12Toen keerden zij van de berg, die de Olijfberg heet, naar Jeruzalem terug. Deze ligt dichtbij Jeruzalem op sabbatsafstand.  13Daar aangekomen gingen zij naar de bovenzaal waar ze verblijf hielden: Petrus en Johannes, Jakobus en Andreas, Filippus en Tomas, Bartolomeus en Matteüs, Jakobus, zoon van Alfeüs, Simon de IJveraar en Judas, de broer van Jakobus.  14Zij allen bleven eensgezind volharden in gebed samen met de vrouwen, met Maria, de moeder van Jezus, en met zijn broeders.

 

Dieper en liever zien…


Deze beeldvorming over de Aanwezige die Afwezige wordt -of de Afwezige die op andere manier Aanwezig komt-, hebben we vooral aan Lucas te danken. Bij Marcus vinden we een gelijkend verhaal, maar slechts als latere toevoeging bij zijn evangelie.
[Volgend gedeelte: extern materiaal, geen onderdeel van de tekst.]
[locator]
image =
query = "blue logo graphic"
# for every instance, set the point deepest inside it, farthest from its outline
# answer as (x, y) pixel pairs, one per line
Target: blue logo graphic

“Van verschijning naar verdwijning” zou een passende titel kunnen zijn: Jezus verschijnt, geeft een opdracht, belooft een helper en …verdwijnt. Een ingrijpend gebeuren in vier stappen:

De verschijning op hemelvaart is de laatste van een hele reeks: denk aan de vrouwen bij het graf, de twee van Emmaüs, Thomas, …. Momenten die het bewust worden van een onomkeerbare verandering markeren. “Hij opende hun verstand” schrijft Lucas. Het besef groeit dat Jezus’ verhaal niet dood loopt op het kruis, maar door loopt in het leven hier en nu.

De leerlingen krijgen een opdracht: getuigen worden, daarmee beginnen in Jeruzalem, midden het openbare leven … Daarna getuigen in heel Judea en Samaria en tot het uiteinde van de aarde.. Maw aan iedereen, overal in de toen gekende wereld.
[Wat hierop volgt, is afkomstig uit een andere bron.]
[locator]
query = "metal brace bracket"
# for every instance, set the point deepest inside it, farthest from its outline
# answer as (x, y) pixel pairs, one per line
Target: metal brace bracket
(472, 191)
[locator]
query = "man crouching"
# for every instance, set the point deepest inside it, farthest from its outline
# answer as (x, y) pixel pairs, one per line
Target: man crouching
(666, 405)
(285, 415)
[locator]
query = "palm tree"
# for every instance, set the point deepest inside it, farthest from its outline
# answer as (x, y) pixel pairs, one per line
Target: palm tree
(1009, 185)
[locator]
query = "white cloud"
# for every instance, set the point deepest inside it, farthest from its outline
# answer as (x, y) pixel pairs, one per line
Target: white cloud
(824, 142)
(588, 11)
Jezus onderkent de ernst van die opdracht en belooft een helper. Niet alleen bevestigt dit onherroepelijk dat ze zelf verantwoordelijk worden voor het Goede Nieuws maar ook dat ze er niet alleen voor staan. God zelf zal bij hen zijn: de Geest zal hen kracht geven.

De vierde stap is Jezus’ verdwijning…. Niet voor het eerst, maar wel voor het laatst. Jezus verdwijnt definitief uit ons ‘zien’. Hij verdwijnt tastbaar en letterlijk uit zicht, hij houdt ons niet vast op de plek van ontmoeting.
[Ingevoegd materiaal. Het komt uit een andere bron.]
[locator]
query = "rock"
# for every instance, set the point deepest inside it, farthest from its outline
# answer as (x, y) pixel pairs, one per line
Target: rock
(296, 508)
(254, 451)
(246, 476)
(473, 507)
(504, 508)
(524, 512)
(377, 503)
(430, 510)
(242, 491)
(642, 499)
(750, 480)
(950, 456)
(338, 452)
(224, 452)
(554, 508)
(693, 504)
En toch is er die onvervreemdbare diepe ervaring dat Hij voorgoed bij ons is.

De weg van verschijnen naar verdwijnen begint en eindigt met twee mannen in witte kleren die verrassende vragen stellen. Aan het graf vragen ze de vrouwen “Waarom zoekt u de levende bij de doden?” en terwijl de leerlingen nog naar de hemel staren klinkt hun vraag: “Wat staan jullie daar toch naar de hemel te kijken?”…

Die twee vragen markeren dat je kan vastzitten in een manier van kijken, over wat dood en leven is bijvoorbeeld, over wat ons te doen staat. De vragen nodigen uit tot anders kijken, anders zien, … niet in bovennatuurlijke betekenis maar als een dieper en liever zien,….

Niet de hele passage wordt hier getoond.